I read little Modern and contemporary fiction and criticism for the very reason that most of what I encounter continues to present a relativistic or propagandistic view of the world; it is art “against” something, or art in the service of politics, or art that sneers at that which I hold dear. Of course there are contemporary writers of fiction who desire to affirm life, to do good, to make us better (names such as Wendell Berry, Sushako Endo, Khaled Hosseini, Walter Wangerin come to mind), but one wonders if there might be more we would know, more who would succeed, if critics did not persist in raising to the world’s notice the worst offerings while consigning to oblivion the best. Christians who properly understand the purpose and importance of art, and the subtle means by which it works, are especially equipped to help all of us through the minefield of modern art. (Of course there are some such critics, Thomas Howard being one excellent example, but he is one of too small a brotherhood.)
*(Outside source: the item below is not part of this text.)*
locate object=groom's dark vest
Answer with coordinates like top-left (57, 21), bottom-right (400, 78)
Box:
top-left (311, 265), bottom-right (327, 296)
Artists themselves should be critics, Gardner asserts in chapter three of the book’s second part. For one thing, they are uniquely qualified to understand art by virtue of being practitioners who are steeped in their tradition. When they argue with each other over what is and is not good art, we all benefit in a deeper understanding of the importance of their work. But it is also good for artists to articulate what they do and why for their own sakes. Art is the artist’s way of perceiving, processing, and living in reality; therefore, even though it is often hard to articulate the effect of such a subtly working medium, it is imperative for his own health, not just his readers’, that he be able to distinguish between true and false art, and fight against that which is false.

Emerging directly from this, in his final chapter Gardner refutes the common notion that insanity is a part of the artistic condition. True art, he reminds us, is known by its sanity, by its connection to the reality it explores and represents. But it begins in the world’s woundedness and the artist’s need to process and understand this, which first compels him to his vocation—the true artist to confront and understand that need and its universality, the false artist as a means of evasion resulting in fraudulent work. Thus true art can help the artist to sanity, and his exploration of this reality of brokenness benefits his readers, who see themselves in his work and find hope. There is an element of madness in the artist, to be sure, in that he utterly surrenders himself to his work—which is an imaginative instead of actual reality—and that surrender can be quite similar to the madness of psychosis. The difference, Gardner stresses, is that “the artist can wake up and the psychotic cannot. […] Sanity is remembering the purpose of the game.” We should remember, too, as Emily Dickinson writes, that “Much Madness is divinest Sense / […] / Much Sense the starkest Madness”: what appears madness or sanity to the world is not always so.

Finally, and most importantly, Gardner reminds us in his final statement,

True art’s divine madness is shot through with love: love of the good, a love proved not by some airy and abstract high-mindedness but by active celebration of whatever good or trace of good can be found by a quick and compassionate eye in this always corrupt and corruptible but god-freighted world. […] The business of civilization is to pay attention, remembering what is central, remembering that we live or die by the artist’s vision, sane or cracked.

 

 

 


Endnotes

1 Gardner, John. On Moral Fiction. New York: Basic, 1978.

2 Sidney, Phillip. The Defense of Poesy.

3 Young, R. V. At War with the Word: Literary Theory and Liberal Education. Wilmington, Del: ISI Books, 1999. (A version of the first chapter of this book, “The Old New Criticism and its Critics,” from which this discussion is drawn, is available in article form online at First Things; also, I highly recommend Young’s book for a comprehensive look at the havoc created by deconstruction throughout our culture, precisely by its forcing New Criticism out of the academy as the predominant pedagogy of reading literature.)